# Verona SX 405S Semi auto 12 ga



## Huntinbull (Apr 10, 2004)

Recently got one of these and was wondering if anyone knew where I could get more info. Even some Manufacturer info, possibly something about the gas system. I do not know if I should use slugs in it. Light trap loads sometimes do not cycle the gun properly, but normal hunting loads seem to do okay, which leads me to believe that the gas system is set up to handle heavier loads, IE slugs. 

thanks for any info or even any chatter on the gun at all.

Huntinbull


----------



## buckeyeguy (Aug 20, 2006)

Hope this helps. I just did a search on it.

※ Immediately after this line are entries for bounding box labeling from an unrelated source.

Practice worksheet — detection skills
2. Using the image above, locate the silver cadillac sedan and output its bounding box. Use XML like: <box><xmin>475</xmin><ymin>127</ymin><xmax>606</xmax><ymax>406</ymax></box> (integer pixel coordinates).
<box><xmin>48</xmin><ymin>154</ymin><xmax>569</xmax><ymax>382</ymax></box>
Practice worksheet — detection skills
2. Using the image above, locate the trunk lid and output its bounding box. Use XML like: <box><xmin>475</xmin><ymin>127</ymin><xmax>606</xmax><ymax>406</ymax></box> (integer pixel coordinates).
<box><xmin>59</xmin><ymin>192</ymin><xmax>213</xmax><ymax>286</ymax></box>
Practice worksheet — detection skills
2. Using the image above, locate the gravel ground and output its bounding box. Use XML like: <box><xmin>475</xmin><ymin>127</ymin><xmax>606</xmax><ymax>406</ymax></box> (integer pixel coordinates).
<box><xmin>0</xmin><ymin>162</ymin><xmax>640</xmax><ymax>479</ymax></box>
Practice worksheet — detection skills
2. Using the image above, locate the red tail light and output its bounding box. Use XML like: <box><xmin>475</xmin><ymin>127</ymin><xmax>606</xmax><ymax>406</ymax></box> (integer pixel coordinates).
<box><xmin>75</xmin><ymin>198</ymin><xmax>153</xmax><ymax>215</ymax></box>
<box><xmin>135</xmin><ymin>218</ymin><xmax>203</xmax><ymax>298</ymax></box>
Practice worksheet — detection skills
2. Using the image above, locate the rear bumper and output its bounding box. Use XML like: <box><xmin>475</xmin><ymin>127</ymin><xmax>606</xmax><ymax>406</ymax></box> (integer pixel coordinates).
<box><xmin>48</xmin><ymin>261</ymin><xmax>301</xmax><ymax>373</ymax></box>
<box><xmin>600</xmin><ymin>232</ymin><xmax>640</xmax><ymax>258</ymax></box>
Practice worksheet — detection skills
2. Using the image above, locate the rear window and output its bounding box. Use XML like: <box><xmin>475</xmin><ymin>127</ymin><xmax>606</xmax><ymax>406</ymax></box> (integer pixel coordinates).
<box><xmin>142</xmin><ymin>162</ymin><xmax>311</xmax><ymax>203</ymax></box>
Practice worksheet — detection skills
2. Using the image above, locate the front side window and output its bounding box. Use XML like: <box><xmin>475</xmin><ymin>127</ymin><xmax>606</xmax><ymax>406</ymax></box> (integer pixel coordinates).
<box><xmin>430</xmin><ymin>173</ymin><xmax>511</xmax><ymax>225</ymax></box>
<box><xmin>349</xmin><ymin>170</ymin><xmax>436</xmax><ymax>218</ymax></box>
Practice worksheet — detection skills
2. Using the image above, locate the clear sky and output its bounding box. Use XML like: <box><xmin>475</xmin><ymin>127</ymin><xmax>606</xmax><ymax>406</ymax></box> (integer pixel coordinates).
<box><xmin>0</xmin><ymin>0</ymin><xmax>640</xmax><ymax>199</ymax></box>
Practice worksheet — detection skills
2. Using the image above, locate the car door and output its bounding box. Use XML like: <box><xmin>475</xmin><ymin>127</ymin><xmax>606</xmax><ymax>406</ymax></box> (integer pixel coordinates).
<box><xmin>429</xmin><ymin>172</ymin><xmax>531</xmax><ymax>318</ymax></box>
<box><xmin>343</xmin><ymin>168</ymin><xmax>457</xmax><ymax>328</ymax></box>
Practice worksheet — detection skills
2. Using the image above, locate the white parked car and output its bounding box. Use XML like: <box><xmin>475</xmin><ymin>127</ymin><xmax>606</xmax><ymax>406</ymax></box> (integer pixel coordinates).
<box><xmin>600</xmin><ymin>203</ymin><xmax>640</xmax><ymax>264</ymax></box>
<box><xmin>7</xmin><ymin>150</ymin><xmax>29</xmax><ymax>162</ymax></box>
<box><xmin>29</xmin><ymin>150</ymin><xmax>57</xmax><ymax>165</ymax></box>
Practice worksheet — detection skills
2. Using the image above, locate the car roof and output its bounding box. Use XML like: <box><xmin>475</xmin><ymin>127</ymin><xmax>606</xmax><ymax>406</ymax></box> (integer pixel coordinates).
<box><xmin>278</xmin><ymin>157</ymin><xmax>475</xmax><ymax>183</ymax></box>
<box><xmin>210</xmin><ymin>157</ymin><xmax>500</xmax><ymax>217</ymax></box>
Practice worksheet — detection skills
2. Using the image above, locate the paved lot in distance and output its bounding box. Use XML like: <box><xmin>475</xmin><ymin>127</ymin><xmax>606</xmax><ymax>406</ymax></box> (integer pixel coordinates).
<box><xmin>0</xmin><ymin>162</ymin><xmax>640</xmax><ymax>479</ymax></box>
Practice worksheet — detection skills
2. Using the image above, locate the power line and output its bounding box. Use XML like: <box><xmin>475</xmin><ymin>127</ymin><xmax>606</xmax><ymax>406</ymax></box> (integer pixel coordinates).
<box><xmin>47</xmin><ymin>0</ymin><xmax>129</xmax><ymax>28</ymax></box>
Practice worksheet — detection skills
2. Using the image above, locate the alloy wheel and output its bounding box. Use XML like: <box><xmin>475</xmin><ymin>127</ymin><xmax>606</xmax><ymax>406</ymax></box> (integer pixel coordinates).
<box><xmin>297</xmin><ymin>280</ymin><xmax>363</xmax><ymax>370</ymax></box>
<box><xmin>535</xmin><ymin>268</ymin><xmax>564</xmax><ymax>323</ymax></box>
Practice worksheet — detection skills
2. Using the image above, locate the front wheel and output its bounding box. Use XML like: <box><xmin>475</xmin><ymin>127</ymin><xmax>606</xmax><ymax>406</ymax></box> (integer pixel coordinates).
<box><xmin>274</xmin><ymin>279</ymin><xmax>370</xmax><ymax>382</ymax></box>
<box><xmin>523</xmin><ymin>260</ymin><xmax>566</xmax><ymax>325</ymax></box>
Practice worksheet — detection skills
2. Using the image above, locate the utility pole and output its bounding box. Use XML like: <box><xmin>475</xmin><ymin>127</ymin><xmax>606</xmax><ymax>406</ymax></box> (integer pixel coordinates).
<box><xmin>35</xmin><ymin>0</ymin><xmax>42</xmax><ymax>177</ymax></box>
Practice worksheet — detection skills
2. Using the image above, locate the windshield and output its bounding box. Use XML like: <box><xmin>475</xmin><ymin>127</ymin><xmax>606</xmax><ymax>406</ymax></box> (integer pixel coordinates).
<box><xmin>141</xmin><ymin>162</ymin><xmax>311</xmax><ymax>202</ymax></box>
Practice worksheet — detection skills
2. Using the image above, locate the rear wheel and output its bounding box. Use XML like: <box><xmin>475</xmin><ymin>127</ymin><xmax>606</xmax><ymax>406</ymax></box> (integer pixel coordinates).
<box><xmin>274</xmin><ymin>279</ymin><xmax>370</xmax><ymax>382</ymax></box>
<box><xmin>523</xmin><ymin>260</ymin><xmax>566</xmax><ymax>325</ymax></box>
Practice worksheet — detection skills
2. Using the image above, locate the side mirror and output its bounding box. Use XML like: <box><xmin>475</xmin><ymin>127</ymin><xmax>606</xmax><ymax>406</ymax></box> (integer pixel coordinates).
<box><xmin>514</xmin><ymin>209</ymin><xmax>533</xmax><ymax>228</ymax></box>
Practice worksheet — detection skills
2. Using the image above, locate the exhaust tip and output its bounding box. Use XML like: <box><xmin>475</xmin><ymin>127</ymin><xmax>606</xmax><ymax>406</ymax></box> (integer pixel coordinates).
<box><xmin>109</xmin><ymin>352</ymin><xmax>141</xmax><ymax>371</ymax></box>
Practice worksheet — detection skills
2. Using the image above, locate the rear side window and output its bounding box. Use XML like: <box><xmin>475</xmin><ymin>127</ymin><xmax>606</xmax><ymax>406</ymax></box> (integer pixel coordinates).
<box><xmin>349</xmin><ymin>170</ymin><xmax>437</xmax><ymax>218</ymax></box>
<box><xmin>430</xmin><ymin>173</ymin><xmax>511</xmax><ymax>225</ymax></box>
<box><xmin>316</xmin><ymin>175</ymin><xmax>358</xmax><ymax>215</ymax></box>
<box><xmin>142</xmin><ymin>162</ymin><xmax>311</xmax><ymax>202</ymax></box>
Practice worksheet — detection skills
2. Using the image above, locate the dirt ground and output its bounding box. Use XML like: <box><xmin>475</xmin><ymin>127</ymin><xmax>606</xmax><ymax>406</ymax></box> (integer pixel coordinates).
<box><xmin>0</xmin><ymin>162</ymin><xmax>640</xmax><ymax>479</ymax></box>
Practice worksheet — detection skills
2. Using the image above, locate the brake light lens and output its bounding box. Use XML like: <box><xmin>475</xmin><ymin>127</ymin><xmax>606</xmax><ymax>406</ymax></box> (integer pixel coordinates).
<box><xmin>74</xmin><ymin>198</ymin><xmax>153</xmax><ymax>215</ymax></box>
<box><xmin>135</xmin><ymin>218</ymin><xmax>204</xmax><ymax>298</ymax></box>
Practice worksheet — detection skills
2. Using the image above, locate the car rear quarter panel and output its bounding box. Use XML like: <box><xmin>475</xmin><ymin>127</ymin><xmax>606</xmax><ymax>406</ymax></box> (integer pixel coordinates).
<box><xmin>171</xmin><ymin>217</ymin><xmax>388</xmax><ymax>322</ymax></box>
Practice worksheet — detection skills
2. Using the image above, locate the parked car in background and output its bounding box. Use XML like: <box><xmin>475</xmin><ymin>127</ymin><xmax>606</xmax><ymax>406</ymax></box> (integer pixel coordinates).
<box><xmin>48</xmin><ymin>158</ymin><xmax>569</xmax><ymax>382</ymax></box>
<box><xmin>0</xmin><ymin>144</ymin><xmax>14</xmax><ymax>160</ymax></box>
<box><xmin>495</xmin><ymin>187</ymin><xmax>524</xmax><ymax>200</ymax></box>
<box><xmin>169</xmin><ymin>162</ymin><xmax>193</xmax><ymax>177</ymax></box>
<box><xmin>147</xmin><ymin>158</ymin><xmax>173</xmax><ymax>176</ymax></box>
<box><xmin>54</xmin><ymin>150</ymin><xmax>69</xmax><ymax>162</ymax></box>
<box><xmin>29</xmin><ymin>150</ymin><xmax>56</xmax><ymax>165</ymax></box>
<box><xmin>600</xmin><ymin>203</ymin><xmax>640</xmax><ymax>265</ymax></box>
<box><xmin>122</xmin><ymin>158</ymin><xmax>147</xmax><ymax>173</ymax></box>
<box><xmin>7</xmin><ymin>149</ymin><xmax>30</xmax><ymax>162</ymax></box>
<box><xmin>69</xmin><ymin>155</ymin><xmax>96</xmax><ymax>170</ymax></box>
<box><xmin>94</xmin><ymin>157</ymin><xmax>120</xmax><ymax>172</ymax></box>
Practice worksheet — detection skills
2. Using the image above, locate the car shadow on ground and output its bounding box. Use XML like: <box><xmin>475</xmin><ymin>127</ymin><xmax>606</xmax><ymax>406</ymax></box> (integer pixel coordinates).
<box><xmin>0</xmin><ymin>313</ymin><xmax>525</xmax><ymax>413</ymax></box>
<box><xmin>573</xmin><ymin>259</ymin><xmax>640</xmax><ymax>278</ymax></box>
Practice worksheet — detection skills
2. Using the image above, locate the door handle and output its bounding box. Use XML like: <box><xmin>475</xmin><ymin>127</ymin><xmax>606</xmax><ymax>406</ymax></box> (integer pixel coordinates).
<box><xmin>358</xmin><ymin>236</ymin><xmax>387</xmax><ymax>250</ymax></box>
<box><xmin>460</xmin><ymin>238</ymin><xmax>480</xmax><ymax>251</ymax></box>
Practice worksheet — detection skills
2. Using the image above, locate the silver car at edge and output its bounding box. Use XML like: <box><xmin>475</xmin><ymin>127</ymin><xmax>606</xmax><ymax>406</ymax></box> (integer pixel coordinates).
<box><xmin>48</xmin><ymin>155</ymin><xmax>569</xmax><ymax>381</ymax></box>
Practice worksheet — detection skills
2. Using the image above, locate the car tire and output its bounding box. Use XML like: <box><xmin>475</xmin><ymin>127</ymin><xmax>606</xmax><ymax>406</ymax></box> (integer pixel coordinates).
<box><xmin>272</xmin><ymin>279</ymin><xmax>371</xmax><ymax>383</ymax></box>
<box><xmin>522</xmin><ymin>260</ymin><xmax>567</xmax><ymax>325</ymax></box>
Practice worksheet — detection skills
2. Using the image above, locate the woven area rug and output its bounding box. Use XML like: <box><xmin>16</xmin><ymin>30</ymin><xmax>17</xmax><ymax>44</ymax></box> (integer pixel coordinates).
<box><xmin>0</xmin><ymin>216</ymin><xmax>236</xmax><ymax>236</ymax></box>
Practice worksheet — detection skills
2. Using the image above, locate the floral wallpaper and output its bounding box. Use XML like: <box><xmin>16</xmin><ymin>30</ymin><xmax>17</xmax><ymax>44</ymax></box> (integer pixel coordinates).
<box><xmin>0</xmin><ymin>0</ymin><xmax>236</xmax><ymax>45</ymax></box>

http://www.shotgunworld.com/bbs/viewtopic.php?f=63&t=134673&sid=c6428255581a7bfa4a642e2394ad6b58


http://www.shotgunworld.com/bbs/viewforum.php?f=63&sid=17287ce41012104b01d404cb41e43433


----------



## TomC (Aug 14, 2007)

I've had one for about 6 years now. Ive shot everytihng from 2 3/4 8's to 3" 4shot turkey loads out of mine. Only time ive had any problems with it jamming is when i shoot it for months and dont clean it. Keep it clean and don't use a lot of oil on it. Horniday one shot cleaner/dry lube is what i mainly use on it. Also if you look on the recoil spring when you take it apart, the metal part, not sure what is is has a stamp with 2 diff letters on on each end. One is for heavy loads turn it around for lighter loads.


----------



## Huntinbull (Apr 10, 2004)

which letters should be up for which loads? Thanks to both of you for the great info.

Huntinbull


----------



## TomC (Aug 14, 2007)

If your shotting magnum loads put the (M) on the top, if using light loads put the M on the bottom.


----------



## Huntinbull (Apr 10, 2004)

SWEEET! Thanks TomC


----------